Even the most well read and hardcore stereo guru is stumped by my dilemma! No one seems to have an answer; I am hoping that if I install a new audiophile power socket it might help though chances are slim!

Still hoping,

Khalid (I may have to move house!)
You might also consider a power regenerator from PS Audio (like the P600), which converts your home's AC power into DC and then re-generates it as AC with perfect sine waves (or something like that...check out their website for details). From what I've read, no power conditioner (including the expensive highly-touted ones) can clean a signal to the purity of the one that the PS Audio units generate, because (since they are just fancy filters) they still rely on the power being well generated (by your power compnay, I suppose).
Hi everyone,

I have moved to a new house and NO problems! No noise, all xlr connections work just fine. Still, it would be great if someone could come up with a technical explanation of what happened at my old place.

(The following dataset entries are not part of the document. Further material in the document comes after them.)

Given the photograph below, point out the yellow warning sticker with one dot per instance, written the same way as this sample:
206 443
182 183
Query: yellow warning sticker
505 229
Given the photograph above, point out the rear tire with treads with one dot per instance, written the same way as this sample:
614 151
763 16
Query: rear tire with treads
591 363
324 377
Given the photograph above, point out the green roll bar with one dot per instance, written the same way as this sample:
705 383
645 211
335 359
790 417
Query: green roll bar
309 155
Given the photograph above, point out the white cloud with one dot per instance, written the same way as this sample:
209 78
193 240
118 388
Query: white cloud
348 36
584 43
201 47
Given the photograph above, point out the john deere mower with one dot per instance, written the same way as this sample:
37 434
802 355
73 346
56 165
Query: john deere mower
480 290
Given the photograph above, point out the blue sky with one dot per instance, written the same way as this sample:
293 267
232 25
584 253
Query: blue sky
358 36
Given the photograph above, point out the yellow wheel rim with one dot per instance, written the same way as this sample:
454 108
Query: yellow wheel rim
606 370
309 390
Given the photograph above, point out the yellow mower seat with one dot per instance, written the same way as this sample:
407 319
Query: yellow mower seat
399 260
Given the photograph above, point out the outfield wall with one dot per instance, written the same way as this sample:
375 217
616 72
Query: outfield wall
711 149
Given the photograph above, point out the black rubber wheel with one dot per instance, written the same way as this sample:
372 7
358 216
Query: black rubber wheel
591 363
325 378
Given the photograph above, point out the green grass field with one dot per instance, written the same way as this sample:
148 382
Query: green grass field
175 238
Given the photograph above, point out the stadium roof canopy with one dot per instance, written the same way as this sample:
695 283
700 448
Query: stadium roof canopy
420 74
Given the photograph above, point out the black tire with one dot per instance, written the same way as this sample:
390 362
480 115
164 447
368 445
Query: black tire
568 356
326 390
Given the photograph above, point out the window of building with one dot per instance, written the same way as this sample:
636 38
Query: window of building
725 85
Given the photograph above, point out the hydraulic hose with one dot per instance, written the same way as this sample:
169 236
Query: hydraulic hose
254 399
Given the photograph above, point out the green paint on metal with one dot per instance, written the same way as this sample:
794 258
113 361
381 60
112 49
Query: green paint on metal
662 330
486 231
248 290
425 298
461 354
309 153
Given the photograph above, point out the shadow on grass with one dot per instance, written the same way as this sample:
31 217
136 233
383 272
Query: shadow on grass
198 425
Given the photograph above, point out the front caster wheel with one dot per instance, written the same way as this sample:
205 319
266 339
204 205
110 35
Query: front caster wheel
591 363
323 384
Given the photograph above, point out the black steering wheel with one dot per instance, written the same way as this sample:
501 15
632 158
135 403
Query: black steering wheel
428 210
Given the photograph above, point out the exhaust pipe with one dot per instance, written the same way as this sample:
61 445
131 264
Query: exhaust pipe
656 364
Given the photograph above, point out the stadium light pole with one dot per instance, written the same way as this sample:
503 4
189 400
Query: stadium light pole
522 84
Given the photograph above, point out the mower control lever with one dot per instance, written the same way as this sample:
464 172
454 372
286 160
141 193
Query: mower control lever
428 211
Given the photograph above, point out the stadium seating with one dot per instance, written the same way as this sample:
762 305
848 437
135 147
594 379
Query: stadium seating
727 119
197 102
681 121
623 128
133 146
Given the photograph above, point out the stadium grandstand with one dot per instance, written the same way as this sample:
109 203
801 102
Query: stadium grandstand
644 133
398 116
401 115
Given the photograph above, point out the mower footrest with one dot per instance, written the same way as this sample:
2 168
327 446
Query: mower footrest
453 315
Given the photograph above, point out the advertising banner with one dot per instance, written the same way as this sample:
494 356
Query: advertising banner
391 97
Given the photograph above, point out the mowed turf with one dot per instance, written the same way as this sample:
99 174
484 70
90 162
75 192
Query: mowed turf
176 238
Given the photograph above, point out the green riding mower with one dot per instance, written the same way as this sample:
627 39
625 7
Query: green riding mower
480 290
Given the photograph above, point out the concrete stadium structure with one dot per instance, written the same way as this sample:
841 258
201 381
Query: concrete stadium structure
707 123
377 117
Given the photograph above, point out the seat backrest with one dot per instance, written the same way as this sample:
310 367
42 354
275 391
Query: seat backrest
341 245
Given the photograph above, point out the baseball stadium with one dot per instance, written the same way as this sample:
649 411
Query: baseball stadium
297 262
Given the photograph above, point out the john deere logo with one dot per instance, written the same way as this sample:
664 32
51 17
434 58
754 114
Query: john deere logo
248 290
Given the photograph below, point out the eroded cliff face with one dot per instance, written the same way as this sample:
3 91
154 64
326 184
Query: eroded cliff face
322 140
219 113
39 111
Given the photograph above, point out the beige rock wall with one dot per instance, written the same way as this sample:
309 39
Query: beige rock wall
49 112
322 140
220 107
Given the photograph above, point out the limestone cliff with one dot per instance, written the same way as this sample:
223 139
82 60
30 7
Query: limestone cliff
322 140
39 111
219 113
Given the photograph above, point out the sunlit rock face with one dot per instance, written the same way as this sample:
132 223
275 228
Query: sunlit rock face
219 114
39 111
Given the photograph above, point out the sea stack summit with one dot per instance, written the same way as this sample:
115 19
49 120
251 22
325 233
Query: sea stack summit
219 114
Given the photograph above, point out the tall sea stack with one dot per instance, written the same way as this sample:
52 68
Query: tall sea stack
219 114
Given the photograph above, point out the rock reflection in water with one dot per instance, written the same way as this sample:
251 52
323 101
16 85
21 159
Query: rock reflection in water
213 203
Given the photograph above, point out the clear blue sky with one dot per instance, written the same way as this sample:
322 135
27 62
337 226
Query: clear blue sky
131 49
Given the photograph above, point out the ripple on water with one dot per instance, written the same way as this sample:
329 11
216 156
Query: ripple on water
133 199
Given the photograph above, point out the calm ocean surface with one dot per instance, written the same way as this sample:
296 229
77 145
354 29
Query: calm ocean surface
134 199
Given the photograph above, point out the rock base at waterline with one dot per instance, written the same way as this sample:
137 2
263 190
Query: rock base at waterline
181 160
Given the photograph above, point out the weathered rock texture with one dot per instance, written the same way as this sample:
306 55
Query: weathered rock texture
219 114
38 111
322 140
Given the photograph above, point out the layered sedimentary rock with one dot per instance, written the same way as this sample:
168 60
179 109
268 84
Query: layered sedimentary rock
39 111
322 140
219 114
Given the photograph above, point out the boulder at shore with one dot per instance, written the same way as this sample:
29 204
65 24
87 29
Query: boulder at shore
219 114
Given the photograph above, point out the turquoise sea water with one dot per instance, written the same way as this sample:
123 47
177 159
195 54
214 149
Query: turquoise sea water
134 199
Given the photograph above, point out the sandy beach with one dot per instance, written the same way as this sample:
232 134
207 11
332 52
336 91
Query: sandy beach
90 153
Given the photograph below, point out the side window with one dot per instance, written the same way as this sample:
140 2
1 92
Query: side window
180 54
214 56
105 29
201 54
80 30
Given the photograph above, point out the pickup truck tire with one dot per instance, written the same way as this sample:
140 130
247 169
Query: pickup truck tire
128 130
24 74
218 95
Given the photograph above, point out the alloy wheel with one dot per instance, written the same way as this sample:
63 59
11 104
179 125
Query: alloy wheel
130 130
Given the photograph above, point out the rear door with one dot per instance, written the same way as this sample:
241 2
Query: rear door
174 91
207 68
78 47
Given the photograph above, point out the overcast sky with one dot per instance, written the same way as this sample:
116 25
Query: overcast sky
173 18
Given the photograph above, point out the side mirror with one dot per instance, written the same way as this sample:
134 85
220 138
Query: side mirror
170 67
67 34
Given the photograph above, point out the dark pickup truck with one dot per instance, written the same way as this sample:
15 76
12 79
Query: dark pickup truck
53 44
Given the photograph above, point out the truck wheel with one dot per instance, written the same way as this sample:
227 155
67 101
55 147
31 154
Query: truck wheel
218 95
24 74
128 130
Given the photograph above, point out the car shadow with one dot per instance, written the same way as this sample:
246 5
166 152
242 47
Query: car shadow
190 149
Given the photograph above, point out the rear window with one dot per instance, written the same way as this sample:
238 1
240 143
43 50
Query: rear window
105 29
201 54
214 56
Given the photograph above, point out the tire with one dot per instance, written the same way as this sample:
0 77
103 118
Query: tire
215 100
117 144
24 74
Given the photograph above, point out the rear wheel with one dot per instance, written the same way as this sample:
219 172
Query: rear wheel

If someone has the spare time and insight, it would be helpful for others pulling their hair out over this.

This is a classic symptom of interference from an AM radio transmitter. For FM and television (which uses FM for the sound), RF interference won't actually de-modulate the audio from the station.

The most likely cause of what you describe would be a mistake in the design of the ground traces or wiring on either your preamp or power-amp, whereby the RF crawling around on the interconnect shields (which is where it's supposed to be), gets somehow injected into the signal conductors.
Thank you for that Kirkus. I hope that this weak point has been addressed by Simaudio in their newer designs.